1. Uomini e donne, numeri e ruoli

Uno sguardo d’insieme alla società italiana dei primi anni del Duemila ci restituisce, nel confronto con gli anni del miracolo economico (1958-1963), alcuni caratteri immediatamente percepibili. Un’Italia meno prolifica e quindi meno giovane e anzi in progressivo invecchiamento, ma più ricca, più istruita, più uniforme. Segnata profondamente da una nuova presenza femminile. Quasi scomparsa la vecchia Italia rurale, profondamente modificata quella industriale, più articolato l’arcipelago delle attività intermedie o terziarie. Meno netti i segni di antagonistiche connotazioni sociali, meno istituzionalizzati e meno drastici i contrasti ideologici, sono riemersi con forza alcuni elementi permanenti del comportamento sociale degli italiani.
Il tentativo di dare un ordine, se non una spiegazione, a questi fenomeni si scontra con la difficoltà preliminare di individuare le scansioni del mutamento e quindi di riuscire a collocarle correttamente nel flusso temporale: in una parola a datarle.

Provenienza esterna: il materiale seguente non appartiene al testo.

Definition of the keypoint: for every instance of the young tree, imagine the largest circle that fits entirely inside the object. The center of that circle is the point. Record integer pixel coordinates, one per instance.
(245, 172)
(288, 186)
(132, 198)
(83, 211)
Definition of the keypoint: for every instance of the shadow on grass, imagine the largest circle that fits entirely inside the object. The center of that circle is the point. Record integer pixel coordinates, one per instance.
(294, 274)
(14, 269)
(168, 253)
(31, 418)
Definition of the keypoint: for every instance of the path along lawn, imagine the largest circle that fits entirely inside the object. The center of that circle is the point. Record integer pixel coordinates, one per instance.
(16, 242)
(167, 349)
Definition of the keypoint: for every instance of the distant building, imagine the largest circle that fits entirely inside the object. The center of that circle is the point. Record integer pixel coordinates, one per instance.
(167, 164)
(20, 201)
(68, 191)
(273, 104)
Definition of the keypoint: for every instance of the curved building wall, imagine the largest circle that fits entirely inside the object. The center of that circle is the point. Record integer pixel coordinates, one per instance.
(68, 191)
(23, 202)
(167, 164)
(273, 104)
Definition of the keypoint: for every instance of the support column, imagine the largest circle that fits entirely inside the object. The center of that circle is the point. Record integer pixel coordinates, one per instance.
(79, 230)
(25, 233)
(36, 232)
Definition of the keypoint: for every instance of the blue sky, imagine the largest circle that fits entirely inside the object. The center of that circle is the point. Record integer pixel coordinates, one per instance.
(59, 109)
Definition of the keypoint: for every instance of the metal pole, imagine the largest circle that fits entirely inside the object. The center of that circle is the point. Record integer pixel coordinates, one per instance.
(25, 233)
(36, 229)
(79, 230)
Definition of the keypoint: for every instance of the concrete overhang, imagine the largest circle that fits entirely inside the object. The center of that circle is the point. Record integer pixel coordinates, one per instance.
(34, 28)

La ricchezza dei dati statistici disponibili non fornisce anche i criteri per separare nettamente fasi diverse, e la certezza dei numeri investe quasi esclusivamente gli andamenti generali della demografia. Ma i comportamenti demografici non costituiscono la causa prima di una serie di nuovi assetti sociali. Ne sono piuttosto il riflesso, anche se forniscono un primo saldo aggancio a quel che è meno afferrabile.
Proprio per questi motivi ritrovare negli anni 1962-1963, nella scansione dettata dalla svolta politica di centro-sinistra e dal culmine del miracolo economico, anche i segni e le coincidenze temporali dell’avvio di una profonda trasformazione demografica rafforza l’immagine di un passaggio cruciale, di una fase periodizzante. Nel 1963 si celebrarono 420.300 matrimoni (con un tasso di nuzialità dell’8,2 per mille), una cifra mai più toccata negli anni successivi1. Solo nel 1947-1948 i matrimoni erano stati più numerosi, ma si trattava della ripresa fisiologica dell’immediato dopoguerra. Nel 1964 i nuovi nati supereranno il milione (1.016.120) come non accadeva dal 1948 e come non sarebbe più accaduto in seguito. Il tasso di fecondità totale, che esprime il numero medio di figli per donna in età feconda e misura il livello di riproduzione della popolazione, in ripresa dal 1959, raggiunse il valore di 2,70 nel 1964. Da allora tutti i dati di una forte vitalità demografica cominciarono a scendere.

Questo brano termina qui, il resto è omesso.